Through the use of a SIM card, SingTel also provides connectivity to closed-circuit televisions (CCTVs) which are mounted at locations without fixed Internet connection.
This means video footage from these devices can be streamed back to the main system, the spokesperson said. If the mobile network is congested, users can adjust the video bitrate accordingly to ensure continuous streaming. The low bitrate images can later be enhanced for clearer viewing, he noted.
NUS smart meter
Both Gemalto and Singapore company Power Automation also worked together to implement M2M-enabled power meters at the National University of Singapore's UTown Residence.

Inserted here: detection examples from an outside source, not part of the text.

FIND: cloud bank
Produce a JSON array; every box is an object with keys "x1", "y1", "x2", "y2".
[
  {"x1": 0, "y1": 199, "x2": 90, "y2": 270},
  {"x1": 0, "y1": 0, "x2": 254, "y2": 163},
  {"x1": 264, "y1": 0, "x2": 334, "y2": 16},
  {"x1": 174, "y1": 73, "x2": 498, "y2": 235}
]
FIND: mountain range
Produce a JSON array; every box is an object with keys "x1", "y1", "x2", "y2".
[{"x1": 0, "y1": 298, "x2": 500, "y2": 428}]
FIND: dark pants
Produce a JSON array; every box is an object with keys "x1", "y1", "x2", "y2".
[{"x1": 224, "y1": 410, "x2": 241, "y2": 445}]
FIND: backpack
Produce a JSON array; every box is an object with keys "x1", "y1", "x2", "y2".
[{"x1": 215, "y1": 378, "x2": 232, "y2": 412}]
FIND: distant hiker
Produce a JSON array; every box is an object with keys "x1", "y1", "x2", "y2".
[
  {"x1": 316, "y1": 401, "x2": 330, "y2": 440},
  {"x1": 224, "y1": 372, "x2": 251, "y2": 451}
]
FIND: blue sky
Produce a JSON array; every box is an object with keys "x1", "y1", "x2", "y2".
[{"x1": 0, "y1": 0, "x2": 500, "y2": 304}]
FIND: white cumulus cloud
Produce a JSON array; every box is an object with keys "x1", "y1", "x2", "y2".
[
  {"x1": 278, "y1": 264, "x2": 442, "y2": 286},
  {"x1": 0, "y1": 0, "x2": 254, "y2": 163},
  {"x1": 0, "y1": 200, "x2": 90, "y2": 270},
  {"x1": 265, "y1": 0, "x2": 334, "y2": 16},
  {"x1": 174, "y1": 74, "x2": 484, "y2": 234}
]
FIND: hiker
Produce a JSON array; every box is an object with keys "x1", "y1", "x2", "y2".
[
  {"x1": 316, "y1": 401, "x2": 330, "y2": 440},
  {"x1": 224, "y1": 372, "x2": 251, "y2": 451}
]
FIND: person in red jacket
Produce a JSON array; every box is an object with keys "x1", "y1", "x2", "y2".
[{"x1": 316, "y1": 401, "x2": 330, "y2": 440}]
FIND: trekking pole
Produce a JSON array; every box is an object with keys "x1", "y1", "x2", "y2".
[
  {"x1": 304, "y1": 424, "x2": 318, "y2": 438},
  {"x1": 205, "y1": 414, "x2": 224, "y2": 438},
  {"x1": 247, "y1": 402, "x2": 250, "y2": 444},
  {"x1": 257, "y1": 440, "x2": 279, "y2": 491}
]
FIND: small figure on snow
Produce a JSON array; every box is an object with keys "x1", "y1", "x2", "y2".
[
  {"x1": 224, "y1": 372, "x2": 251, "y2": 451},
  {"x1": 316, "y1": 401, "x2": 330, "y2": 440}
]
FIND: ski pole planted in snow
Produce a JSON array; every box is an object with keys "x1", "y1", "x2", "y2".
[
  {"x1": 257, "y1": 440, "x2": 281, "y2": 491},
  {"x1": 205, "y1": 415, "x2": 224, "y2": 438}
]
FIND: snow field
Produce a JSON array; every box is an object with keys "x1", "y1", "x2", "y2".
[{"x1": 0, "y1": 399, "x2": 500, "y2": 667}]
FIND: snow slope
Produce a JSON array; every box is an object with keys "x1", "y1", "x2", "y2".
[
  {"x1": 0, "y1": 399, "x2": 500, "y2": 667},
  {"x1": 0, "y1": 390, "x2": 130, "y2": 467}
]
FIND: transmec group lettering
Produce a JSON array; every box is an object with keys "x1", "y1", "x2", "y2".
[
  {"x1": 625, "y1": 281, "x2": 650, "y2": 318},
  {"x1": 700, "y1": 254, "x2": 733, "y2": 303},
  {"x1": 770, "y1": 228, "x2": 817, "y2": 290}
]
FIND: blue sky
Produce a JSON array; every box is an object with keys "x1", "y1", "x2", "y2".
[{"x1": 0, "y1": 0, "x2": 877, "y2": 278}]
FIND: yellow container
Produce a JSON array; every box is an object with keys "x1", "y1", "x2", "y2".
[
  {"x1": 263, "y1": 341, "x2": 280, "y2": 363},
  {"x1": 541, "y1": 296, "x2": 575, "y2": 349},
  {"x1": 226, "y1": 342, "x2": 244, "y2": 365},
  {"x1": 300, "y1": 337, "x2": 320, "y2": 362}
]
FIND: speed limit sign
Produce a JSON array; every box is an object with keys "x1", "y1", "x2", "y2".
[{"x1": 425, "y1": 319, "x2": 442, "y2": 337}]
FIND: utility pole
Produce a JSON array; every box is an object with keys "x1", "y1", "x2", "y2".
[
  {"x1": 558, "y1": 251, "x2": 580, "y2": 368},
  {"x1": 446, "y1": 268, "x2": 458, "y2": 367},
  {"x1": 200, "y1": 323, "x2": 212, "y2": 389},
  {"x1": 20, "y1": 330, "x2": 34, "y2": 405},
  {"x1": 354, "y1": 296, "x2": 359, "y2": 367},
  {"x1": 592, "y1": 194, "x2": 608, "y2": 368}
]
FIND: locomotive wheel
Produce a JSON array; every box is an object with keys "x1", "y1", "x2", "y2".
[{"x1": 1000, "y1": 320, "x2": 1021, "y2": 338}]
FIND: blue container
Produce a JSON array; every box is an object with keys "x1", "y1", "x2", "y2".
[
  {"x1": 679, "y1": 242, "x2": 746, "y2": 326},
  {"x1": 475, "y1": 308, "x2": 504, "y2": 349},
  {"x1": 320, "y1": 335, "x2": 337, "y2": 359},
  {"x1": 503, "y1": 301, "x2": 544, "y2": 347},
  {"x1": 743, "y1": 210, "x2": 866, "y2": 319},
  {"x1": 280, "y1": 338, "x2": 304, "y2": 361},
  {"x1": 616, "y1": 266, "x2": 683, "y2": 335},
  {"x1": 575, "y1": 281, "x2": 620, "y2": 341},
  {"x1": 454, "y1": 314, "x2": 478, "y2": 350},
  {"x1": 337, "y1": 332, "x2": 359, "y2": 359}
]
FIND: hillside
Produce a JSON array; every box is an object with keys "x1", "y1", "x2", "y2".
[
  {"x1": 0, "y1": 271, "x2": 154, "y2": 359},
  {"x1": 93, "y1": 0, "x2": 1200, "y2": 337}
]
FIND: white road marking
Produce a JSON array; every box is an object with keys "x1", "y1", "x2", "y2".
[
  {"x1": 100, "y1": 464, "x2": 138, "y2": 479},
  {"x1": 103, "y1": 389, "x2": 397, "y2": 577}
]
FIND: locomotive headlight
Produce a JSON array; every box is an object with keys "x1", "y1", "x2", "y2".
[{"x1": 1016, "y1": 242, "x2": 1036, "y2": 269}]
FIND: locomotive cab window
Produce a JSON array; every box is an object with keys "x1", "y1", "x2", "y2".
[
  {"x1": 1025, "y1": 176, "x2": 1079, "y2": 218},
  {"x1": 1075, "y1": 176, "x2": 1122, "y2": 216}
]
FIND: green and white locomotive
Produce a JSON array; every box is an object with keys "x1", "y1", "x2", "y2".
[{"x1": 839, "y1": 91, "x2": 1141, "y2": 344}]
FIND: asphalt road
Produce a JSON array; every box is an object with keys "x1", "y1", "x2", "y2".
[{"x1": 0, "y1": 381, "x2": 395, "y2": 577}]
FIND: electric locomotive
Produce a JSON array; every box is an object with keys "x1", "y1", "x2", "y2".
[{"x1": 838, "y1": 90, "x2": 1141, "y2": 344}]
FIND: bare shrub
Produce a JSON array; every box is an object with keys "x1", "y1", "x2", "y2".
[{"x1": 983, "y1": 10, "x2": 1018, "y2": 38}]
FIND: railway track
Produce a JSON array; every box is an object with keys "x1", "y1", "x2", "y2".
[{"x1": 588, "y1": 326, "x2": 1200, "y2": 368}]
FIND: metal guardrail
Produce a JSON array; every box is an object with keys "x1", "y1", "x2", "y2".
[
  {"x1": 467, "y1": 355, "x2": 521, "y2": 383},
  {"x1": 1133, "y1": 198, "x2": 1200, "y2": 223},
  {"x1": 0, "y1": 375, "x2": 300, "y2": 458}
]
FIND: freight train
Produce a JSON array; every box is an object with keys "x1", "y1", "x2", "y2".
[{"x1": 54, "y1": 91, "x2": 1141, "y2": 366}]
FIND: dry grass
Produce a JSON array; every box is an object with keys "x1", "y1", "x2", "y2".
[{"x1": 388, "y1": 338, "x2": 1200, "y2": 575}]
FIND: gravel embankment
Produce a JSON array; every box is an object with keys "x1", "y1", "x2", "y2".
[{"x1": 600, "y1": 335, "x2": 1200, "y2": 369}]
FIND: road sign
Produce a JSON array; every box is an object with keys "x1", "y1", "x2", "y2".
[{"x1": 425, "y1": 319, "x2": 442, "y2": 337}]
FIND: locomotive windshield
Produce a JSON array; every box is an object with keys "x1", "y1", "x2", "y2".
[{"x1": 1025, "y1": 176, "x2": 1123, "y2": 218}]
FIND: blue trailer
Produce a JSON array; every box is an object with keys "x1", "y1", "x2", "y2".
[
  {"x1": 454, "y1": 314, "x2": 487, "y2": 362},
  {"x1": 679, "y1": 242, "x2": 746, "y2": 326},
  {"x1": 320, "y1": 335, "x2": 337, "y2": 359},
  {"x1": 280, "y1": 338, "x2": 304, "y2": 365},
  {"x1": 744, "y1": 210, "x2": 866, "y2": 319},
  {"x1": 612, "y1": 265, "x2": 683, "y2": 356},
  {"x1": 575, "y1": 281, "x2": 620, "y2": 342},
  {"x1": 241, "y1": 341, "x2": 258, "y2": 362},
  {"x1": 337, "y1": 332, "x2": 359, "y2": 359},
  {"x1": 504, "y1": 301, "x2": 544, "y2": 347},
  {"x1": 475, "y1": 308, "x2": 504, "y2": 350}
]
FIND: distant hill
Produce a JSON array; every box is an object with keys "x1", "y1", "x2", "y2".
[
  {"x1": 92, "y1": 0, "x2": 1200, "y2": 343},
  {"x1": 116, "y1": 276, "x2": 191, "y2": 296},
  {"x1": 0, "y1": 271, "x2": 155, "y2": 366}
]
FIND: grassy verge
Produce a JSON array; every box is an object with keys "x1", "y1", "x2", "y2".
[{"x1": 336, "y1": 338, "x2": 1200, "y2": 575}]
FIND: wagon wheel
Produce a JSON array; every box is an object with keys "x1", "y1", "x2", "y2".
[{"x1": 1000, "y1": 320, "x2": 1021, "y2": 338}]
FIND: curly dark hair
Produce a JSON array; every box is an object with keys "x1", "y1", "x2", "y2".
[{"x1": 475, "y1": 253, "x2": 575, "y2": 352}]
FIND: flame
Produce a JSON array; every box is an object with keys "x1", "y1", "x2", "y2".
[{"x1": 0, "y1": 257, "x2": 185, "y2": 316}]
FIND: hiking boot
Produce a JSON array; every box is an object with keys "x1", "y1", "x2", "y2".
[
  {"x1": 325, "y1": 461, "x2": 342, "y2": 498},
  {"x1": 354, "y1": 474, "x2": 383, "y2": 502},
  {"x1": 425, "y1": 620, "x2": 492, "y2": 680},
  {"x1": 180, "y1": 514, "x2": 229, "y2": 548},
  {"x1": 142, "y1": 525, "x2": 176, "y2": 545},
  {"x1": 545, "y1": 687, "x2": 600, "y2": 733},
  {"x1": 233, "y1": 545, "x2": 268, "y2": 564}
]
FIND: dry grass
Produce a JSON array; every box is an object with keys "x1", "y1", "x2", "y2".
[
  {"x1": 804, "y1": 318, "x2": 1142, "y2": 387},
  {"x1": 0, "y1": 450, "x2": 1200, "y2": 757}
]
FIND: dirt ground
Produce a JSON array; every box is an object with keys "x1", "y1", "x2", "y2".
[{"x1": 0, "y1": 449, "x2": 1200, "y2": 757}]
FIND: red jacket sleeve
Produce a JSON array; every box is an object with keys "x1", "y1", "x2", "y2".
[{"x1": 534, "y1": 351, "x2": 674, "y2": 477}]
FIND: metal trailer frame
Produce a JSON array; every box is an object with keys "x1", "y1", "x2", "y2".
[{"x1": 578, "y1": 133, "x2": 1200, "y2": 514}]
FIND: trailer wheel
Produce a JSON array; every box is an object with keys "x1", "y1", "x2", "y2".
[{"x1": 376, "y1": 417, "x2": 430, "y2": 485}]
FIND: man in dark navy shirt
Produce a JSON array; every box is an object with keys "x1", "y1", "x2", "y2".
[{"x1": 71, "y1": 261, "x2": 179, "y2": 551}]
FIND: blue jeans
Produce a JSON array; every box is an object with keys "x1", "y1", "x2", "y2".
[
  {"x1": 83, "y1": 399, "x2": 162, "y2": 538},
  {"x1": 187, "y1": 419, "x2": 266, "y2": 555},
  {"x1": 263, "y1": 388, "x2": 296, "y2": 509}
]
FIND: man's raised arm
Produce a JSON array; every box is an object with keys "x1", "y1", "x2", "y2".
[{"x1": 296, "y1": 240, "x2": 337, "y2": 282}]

See Gim Kerk, director of engineering at Power Automation, explained the smart meter tracks the use of electricity in the hostel and, by doing so, is equipped to offer residents to purchase electricity credits for air conditioners in their rooms.
The meters display residents' remaining credits, send messages for them to buy more credits when it is running low, as well as display real-time loading and warnings for impending electrical trips, See said.
Lakhi Baug, M2M sales manager for Asia at Gemalto, added the smart meters are embedded with mobile connectivity so they can connect to a server which collects the usage data, enable real-time feedback to the service provider and control parameters to facilitate the efficient distribution of electricity.
Besides efficient power management, the smart meters reduce manpower cost as they eliminate the need for staff to visit the hostel to take physical meter reading.